Review of youth justice system
A former government adviser on school behaviour will head a review of the youth justice system.
Michael Gove has asked Charlie Taylor to review the youth justice system. He was previously asked to examine discipline in the classroom.
He will look at current practice in preventing youth crime and rehabilitating young offenders, as well as explore how the youth justice system can most effectively interact with wider services for children and young people.
The review will not consider the age of criminal responsibility, the way young people are dealt with in the criminal courts or the youth sentencing framework.
“In recent years we have seen a significant and welcome reduction in the number of young people entering the youth justice system. However, little progress has been made in reducing reoffending, with 67% of young people leaving custody reoffending within a year. The time is right to examine our approach to tackling youth offending. We need to consider whether the current system, which was created in 2000, remains able to meet the challenges we face in 2015” said Gove.
Gove said Taylor’s previous experience working with children with severe behavioural difficulties give him a “real understanding of the wider challenges in preventing youth offending”.

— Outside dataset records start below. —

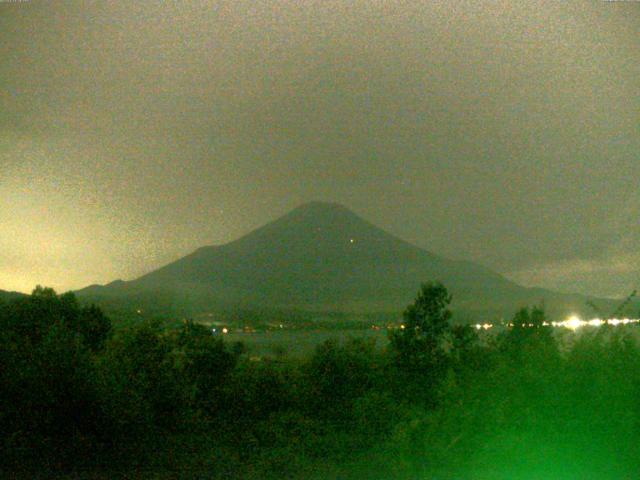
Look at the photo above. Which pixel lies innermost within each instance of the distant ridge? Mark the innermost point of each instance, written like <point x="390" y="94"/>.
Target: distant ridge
<point x="323" y="257"/>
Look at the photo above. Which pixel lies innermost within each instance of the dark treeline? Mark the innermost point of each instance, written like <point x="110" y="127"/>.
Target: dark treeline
<point x="83" y="398"/>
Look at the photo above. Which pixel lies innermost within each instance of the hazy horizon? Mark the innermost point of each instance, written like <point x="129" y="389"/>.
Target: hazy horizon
<point x="498" y="132"/>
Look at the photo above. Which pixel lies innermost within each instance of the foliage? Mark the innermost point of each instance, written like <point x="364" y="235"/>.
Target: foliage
<point x="78" y="399"/>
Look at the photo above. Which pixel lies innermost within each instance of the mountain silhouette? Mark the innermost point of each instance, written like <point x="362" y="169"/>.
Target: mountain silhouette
<point x="323" y="257"/>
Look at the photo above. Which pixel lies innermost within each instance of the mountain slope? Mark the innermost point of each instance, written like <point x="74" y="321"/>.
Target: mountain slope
<point x="323" y="257"/>
<point x="8" y="296"/>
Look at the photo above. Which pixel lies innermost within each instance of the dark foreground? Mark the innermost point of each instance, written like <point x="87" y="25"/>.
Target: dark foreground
<point x="82" y="398"/>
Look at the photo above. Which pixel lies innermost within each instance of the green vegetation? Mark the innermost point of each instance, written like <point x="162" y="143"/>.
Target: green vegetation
<point x="82" y="398"/>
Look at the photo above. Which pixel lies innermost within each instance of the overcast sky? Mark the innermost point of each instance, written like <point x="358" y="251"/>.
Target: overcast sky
<point x="506" y="133"/>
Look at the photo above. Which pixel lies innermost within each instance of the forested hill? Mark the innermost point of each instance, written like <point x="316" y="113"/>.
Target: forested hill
<point x="323" y="257"/>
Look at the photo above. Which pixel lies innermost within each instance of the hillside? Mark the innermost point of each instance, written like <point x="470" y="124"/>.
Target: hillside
<point x="322" y="257"/>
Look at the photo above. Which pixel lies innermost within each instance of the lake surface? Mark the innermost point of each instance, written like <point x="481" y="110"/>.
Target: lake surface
<point x="299" y="343"/>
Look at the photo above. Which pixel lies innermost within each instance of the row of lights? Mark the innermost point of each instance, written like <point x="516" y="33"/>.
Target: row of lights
<point x="572" y="323"/>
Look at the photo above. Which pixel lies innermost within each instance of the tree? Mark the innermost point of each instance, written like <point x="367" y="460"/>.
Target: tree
<point x="419" y="345"/>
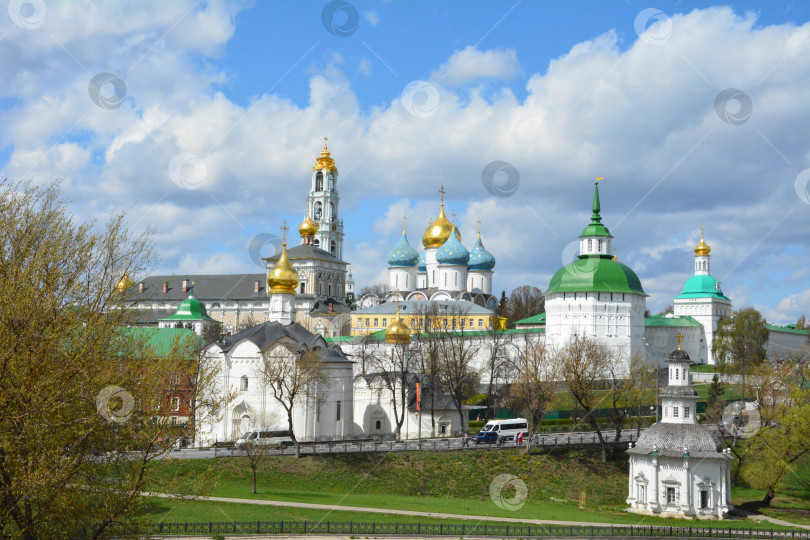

Lord McNally, chair of the Youth Justice Board, said the organisation has always felt a strategic review of the youth justice system was necessary because the current system "cannot sustain further piecemeal reductions in funding. We therefore welcome this review, and hope that it will deliver lasting reform of the system as a whole. This is essential to ensure that the impressive successes of the last 15 years are recognised, preserved and resourced, and that real opportunities to deliver meaningful reform are grasped."